Reculer pour mieux sauter ? Le 26 octobre dernier, Rue89Lyon révélait le projet d’expérimentation de ChatGPT au sein du quotidien régional l’Est Républicain, pour une aide à la relecture d’article. Cette introduction d’une intelligence artificielle générative dans un titre de presse, une première en France, suscitait des inquiétudes au sein des syndicats du Progrès. En effet, les deux quotidiens sont détenus par le même groupe de presse, Ebra, groupe de presse le plus diffusé en France.
Face au tollé suscité par l’annonce de l’arrivée de ChatGPT, la direction de l’Est Républicain avait annoncé la suspension de l’expérimentation. Avant de retropédaler, lundi 6 novembre, au cours d’un comité social et économique (CSE) extraordinaire. L’intelligence artificielle va être testée à partir du 22 novembre prochain, à Nancy, pour une durée de trois mois.
Le SNJ, syndicat majoritaire de la profession, est parvenu à obtenir qu’un expert soit nommé pour superviser les conséquences de l’expérimentation, notamment sur les conditions de travail.
L’utilisation du robot doit se cantonner à la relecture d’articles des correspondants locaux de presse (CLP). Ces « petites mains » du journalisme sont chargées de faire remonter des informations de proximité et de réaliser des articles sur la vie des territoires (fêtes de village, conseils municipaux, concours sportifs…).
Réécriture d’articles : une ligne rouge franchie ?
Mais comme l’avait mis en évidence Rue89Lyon, ChatGPT sera également un outil rédactionnel. Il aura le « pouvoir » de réduire la taille d’articles, de les retraiter, de supprimer des passages entiers – et donc des informations.
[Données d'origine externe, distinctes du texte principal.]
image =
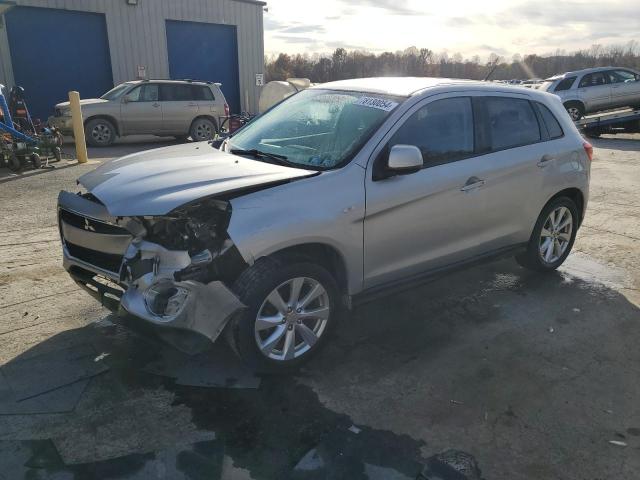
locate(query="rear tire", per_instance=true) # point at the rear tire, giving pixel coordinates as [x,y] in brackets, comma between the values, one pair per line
[203,129]
[14,163]
[35,161]
[552,237]
[100,132]
[575,110]
[276,340]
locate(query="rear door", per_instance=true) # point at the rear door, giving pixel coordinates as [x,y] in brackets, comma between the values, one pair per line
[179,107]
[625,88]
[205,100]
[141,111]
[512,165]
[595,91]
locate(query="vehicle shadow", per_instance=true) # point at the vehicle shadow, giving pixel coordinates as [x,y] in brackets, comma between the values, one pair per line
[492,339]
[616,143]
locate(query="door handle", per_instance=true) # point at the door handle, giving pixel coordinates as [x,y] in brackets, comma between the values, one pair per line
[545,160]
[472,184]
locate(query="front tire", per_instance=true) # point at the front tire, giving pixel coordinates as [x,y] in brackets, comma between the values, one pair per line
[552,237]
[292,305]
[100,132]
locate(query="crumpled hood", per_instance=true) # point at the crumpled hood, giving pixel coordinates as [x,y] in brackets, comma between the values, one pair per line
[157,181]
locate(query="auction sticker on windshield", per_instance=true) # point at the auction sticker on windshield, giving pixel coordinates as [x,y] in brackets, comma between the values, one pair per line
[380,103]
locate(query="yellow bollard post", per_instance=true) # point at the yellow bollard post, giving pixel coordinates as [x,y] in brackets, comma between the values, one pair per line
[78,127]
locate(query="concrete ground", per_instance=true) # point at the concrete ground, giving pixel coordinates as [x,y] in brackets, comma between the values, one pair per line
[533,375]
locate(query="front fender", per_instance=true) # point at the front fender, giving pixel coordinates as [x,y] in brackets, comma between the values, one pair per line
[326,209]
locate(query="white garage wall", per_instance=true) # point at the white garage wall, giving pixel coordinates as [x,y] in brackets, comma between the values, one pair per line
[137,36]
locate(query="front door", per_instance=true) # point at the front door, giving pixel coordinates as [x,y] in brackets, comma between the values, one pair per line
[625,88]
[426,219]
[141,112]
[179,107]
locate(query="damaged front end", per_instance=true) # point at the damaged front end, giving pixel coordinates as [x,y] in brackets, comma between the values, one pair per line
[172,271]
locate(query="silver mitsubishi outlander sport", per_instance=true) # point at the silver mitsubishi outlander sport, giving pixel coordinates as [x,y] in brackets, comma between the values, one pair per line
[337,194]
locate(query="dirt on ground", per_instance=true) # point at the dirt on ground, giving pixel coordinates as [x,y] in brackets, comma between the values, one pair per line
[534,376]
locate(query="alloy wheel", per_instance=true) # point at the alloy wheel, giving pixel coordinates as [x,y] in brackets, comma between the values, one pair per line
[555,235]
[203,131]
[101,133]
[292,318]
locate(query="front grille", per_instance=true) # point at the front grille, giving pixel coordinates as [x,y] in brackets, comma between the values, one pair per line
[91,225]
[105,261]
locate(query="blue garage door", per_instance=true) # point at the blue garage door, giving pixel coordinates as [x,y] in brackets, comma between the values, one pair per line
[54,51]
[205,51]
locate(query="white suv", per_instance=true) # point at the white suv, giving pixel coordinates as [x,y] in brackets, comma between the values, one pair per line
[595,89]
[179,108]
[341,192]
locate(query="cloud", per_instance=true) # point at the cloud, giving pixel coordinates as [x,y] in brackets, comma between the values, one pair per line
[392,7]
[459,22]
[296,40]
[304,29]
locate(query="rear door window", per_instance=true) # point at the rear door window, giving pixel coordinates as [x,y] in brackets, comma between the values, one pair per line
[511,122]
[565,84]
[594,80]
[442,130]
[176,92]
[550,122]
[621,76]
[144,93]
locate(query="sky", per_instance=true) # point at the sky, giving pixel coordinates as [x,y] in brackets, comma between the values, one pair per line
[480,27]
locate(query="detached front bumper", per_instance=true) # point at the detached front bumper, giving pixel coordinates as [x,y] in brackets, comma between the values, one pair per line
[136,277]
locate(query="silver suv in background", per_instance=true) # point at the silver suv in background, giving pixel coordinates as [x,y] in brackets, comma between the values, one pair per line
[339,193]
[595,89]
[179,108]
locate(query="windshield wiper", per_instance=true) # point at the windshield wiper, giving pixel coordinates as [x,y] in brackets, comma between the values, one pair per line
[281,159]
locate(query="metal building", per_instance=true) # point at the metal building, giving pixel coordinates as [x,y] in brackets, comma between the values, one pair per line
[52,46]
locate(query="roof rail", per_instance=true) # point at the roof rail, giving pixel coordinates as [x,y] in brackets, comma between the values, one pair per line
[189,80]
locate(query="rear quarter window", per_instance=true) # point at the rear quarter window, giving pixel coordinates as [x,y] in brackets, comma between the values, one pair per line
[565,84]
[550,122]
[511,122]
[201,92]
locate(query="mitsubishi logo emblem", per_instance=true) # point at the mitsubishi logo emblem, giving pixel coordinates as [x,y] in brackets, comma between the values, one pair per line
[87,226]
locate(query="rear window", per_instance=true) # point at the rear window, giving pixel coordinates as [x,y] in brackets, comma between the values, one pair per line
[512,122]
[550,122]
[565,84]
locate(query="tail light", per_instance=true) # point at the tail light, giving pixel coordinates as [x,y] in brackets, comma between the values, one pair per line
[588,149]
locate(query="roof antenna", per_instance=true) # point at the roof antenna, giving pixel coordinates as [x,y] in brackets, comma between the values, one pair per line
[493,69]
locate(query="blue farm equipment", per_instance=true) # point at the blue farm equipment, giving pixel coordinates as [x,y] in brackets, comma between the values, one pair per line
[21,142]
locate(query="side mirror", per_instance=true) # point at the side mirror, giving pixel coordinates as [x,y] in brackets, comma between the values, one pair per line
[404,159]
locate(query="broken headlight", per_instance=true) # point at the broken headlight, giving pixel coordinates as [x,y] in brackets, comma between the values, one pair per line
[165,299]
[193,228]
Et ce sur la base d’un « prompt », autrement dit une requête définie par le journaliste.
En clair, Chat GPT va faire ce pourquoi il est connu : générer artificiellement un nouveau texte, sur la base des informations collectées par les correspondants de presse. Un outil sobrement appelé « aide au résumé » par la direction de l’Est Républicain.
Le conseil de déontologie journalistique et de médiation (CDJM) recommande qu’« un contenu généré (par une IA) ne peut être publié (…) qu’à condition que les journalistes aient pu connaître et maîtriser, d’une part les informations utilisées à l’origine, d’autre part les étapes de traitement qui leur ont été appliquées. »
Pas d’expérimentation de ChatGPT au Progrès « pour l’instant »
Problème : le développement annoncé de l’outil est concomitant d’une réduction régulière des effectifs dans un secteur en crise, rendant bancale la supervision humaine de ChatGPT vantée par la direction. Selon Eric Barbier, journaliste à Besançon (Doubs) et représentant syndical, l’Est républicain a perdu une vingtaine de journalistes depuis 2017.
Toujours est-il qu’une étape importante vient d’être franchie. « Cette initiative a la prétention de servir de phare », avait affirmé Christophe Mahieu, le directeur général de l’Est Républicain, en marge d’une réunion d’entreprise, le 9 octobre. ChatGPT va-t-il dépasser les frontières de la Lorraine ? « Nous ne menons pas pour l’instant d’expérimentation au sein du Progrès », avait assuré le rédacteur en chef du Progrès Xavier Antoyé aux représentants syndicaux, fin octobre. Pour combien de temps?